Interventional arm of the Study: Randomized Control Trial
Patients who are deemed eligible for randomization into the trial on account of
presentation with STEMI within 24 hours, will be eligible for the interventional arm of the
study if the following inclusion/exclusion criteria are met.
Inclusion Criteria
I. Adult patients (≥18 years old) presenting with suspected STEMI (ST-elevation at the
J-point in two contiguous leads ( ≥ 0.2mV in men or ≥ 0.15mV in women in leads V2-V3 and/or
≥ 0.1mV in other lead); and II. Within 24 hours of onset of myocardial infarction as deemed
by the attending clinician; and III. Signed informed consent.
Exclusion criteria
I. STEMI patients due to undergo primary percutaneous coronary intervention;
II. STEMI patients presenting with cardiogenic shock or haemodynamic instability as defined
by: systolic blood pressure (SBP) measurement of <90 mm Hg for ≥30 minutes; or use of
pharmacological and/or mechanical support to maintain SBP ≥ 90 mm Hg; and evidence of
end-organ damage defined by: urine output of <30 mL/h; altered mental status; and/or serum
lactate >2.0 mmol/L;
III. Contraindications for the use of RIC or sham-control on either arm such as:
1. severe active skin disease/burns on both arms; or
2. bilateral upper limb amputations; or
3. evidence of acute limb ischaemia on either arm; or
4. active upper limb gangrene of any digits;
5. breast cancer with lymph-node involvement on the ipsilateral side of RIC; or
6. bilateral arteriovenous fistulae needed for haemodialysis.

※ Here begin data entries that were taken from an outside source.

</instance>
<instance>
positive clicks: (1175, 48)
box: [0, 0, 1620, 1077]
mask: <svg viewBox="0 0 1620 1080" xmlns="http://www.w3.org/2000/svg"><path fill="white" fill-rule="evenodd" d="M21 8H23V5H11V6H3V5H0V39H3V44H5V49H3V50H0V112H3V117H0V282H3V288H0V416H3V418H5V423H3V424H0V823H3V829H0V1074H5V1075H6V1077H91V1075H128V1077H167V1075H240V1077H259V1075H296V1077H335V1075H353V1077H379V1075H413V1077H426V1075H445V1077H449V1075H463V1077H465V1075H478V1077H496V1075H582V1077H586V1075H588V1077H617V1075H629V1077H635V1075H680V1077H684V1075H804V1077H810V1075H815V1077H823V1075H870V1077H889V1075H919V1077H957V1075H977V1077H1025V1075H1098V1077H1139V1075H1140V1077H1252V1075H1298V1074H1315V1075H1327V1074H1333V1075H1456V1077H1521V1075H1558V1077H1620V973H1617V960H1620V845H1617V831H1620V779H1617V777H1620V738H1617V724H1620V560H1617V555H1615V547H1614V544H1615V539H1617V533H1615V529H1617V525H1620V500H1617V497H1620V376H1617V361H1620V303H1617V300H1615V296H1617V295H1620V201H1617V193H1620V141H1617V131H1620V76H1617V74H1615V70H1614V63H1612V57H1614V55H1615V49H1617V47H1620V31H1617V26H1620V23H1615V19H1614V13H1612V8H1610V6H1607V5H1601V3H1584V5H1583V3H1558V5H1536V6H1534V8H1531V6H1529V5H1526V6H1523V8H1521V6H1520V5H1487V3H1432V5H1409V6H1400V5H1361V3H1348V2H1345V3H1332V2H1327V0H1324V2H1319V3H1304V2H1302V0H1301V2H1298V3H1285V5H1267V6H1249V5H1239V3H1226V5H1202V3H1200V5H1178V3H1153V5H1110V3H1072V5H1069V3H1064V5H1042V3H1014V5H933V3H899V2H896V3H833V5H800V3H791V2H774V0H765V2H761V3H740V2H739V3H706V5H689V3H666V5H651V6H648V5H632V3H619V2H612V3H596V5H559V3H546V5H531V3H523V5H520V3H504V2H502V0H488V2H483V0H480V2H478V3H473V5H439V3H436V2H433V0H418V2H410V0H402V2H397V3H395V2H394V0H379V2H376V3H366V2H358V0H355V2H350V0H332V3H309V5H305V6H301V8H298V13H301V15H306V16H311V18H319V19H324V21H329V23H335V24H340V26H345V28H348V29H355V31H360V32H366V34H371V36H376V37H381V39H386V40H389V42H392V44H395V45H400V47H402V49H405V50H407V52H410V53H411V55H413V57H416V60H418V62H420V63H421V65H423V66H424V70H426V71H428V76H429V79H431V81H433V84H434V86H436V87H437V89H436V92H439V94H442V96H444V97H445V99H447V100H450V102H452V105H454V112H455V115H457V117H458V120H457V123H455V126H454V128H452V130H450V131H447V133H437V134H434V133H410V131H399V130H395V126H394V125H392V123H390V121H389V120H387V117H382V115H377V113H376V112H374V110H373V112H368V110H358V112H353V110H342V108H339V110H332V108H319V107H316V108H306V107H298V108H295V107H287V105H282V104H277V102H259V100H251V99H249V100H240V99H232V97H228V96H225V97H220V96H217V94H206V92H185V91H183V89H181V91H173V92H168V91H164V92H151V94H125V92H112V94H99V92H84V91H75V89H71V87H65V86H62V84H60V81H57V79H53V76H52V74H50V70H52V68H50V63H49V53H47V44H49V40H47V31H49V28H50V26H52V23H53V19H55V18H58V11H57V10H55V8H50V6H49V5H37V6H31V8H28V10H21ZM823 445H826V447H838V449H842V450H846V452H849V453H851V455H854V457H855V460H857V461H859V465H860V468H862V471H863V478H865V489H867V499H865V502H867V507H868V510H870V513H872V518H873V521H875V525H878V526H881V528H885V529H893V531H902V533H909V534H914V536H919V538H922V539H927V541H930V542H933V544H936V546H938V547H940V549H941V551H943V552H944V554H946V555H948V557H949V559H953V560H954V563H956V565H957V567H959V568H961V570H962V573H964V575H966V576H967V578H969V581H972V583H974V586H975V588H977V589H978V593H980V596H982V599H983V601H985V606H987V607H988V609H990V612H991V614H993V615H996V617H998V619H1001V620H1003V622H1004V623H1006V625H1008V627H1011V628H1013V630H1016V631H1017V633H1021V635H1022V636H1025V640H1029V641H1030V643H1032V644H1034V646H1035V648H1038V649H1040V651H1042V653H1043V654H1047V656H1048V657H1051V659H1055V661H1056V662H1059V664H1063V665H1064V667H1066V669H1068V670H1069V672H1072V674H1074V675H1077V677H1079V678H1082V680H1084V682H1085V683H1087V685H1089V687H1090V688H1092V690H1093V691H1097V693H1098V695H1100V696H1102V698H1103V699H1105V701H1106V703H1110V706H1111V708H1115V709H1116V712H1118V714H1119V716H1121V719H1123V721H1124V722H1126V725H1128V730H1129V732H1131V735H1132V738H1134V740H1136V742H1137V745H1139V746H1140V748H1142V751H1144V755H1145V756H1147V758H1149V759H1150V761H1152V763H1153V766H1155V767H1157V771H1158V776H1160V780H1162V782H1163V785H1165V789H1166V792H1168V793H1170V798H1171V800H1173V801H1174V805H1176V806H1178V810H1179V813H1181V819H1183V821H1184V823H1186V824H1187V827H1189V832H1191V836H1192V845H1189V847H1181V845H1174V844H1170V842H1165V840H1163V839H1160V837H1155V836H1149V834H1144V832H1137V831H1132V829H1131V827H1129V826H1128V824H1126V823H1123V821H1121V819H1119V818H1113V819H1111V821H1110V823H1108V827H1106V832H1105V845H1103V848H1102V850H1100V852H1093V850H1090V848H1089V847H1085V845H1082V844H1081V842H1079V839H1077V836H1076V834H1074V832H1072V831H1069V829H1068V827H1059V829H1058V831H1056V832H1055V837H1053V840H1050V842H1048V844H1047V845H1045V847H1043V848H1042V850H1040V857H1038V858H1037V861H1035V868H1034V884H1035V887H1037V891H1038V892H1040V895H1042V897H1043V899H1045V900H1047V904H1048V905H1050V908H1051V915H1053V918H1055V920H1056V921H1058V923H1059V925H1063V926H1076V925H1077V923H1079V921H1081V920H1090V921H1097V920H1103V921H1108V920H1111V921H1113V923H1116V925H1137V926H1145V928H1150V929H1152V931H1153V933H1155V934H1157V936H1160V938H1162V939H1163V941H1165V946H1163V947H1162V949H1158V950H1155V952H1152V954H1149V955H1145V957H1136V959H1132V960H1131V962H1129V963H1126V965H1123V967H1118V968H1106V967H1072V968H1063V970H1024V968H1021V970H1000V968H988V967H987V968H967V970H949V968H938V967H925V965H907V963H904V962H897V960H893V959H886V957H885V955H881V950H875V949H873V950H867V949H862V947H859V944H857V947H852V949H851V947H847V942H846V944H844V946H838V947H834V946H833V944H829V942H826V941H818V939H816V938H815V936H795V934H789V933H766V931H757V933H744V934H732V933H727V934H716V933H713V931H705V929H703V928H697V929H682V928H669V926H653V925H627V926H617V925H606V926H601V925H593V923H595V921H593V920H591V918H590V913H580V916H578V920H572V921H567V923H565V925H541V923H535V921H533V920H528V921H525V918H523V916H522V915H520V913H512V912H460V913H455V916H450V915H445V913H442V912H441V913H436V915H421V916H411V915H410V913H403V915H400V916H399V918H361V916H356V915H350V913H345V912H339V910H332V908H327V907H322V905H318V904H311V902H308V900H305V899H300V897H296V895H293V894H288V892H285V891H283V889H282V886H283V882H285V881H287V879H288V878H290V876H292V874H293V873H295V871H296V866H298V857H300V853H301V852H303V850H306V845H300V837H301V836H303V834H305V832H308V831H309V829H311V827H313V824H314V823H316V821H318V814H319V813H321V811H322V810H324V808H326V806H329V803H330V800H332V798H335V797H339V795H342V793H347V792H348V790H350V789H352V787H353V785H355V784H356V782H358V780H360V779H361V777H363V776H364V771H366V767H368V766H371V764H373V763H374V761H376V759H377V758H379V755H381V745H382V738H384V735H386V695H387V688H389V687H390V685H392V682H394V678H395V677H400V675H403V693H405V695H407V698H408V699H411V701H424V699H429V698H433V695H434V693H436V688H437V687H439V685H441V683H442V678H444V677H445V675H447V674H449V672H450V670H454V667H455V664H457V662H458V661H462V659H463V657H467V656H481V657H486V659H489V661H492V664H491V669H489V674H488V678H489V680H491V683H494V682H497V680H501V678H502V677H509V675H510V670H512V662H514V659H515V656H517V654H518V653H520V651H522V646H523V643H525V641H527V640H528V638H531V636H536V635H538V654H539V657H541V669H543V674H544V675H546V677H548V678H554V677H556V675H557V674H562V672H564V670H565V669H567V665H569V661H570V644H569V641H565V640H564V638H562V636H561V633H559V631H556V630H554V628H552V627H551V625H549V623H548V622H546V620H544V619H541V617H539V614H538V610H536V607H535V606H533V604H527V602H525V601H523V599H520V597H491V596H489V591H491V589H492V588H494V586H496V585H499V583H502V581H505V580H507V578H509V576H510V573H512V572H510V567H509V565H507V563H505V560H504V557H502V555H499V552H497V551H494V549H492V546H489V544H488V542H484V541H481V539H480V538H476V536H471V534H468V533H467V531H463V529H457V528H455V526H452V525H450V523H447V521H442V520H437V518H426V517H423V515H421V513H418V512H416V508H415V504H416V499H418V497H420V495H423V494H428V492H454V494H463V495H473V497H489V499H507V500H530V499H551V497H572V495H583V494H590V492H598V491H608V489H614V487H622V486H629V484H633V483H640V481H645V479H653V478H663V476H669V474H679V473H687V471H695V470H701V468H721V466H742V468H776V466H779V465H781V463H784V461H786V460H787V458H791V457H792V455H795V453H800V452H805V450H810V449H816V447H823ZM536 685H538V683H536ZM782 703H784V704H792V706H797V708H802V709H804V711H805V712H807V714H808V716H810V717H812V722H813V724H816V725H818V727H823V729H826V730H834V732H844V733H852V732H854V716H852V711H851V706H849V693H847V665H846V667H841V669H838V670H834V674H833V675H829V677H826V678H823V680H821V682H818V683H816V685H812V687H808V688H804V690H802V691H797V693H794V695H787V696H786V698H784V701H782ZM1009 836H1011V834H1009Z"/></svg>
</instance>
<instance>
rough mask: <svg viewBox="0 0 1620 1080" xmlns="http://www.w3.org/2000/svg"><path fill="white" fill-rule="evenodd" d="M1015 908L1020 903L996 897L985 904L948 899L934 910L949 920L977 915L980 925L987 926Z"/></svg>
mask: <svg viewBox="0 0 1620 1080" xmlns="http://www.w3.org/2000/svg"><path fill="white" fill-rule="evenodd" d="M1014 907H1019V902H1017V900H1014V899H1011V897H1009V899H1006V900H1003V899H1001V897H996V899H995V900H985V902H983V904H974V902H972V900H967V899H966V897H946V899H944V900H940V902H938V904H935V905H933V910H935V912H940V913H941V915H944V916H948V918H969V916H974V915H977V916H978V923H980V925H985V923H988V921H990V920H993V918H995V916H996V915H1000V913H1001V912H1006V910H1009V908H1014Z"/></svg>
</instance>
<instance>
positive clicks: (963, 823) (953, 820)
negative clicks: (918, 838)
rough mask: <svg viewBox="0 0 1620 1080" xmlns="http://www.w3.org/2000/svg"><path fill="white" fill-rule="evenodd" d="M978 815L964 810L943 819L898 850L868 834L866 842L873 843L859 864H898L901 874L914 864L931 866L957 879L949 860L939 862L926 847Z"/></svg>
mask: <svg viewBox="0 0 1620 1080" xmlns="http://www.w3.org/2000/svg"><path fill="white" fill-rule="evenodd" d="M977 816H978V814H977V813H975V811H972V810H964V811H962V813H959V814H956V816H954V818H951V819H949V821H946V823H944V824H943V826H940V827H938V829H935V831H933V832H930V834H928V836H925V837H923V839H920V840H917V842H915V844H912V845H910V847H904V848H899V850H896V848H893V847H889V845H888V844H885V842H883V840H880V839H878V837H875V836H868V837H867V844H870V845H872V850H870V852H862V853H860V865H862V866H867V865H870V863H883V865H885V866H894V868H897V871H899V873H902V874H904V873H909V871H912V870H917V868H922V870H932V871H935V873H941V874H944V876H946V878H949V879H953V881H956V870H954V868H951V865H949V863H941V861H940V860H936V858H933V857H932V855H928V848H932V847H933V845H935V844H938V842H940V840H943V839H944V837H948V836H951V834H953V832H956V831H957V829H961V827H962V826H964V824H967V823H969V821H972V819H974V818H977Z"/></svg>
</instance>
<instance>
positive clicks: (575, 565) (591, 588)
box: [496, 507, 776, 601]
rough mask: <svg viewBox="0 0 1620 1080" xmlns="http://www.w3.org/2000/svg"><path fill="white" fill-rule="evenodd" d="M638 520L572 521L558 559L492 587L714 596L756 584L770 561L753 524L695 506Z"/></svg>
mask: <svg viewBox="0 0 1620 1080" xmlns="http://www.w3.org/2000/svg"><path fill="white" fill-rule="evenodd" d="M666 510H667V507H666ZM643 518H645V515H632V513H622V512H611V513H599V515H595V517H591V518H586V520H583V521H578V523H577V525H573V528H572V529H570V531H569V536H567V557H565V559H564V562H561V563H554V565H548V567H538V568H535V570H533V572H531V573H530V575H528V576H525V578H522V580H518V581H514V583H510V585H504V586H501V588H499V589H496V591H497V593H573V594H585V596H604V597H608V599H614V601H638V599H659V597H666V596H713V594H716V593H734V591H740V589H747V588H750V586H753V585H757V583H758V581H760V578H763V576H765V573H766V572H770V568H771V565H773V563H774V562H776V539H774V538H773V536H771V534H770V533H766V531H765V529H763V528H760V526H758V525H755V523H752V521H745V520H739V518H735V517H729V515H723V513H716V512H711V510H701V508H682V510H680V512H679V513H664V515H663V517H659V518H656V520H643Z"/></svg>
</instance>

IV. Inter-current disease with an expected life expectancy of less than 24 hours;
V. Contra-indication to thrombolytic therapy in patients presenting within
guideline-recommended time (<12 hours).
Observational arm of the study
Patients who are deemed ineligible for randomization into the trial on account of
presentation beyond 24 hours, will be eligible for the observational arm of the study if
the following inclusion/exclusion criteria are met.
Inclusion Criteria
I. Signed informed consent; and
II. Clinical evidence of STEMI older than 24 hours and less than 72 hours as defined by:
1. Compatible history with maximal chest pain between 24 -72 hours prior to presentation;
and
2. Compatible biomarkers (elevated cardiac troponin); and
3. ECG compatible with recent STEMI; and/or
4. Compatible echocardiography.
Exclusion criteria
I. Refusal or inability to sign informed consent.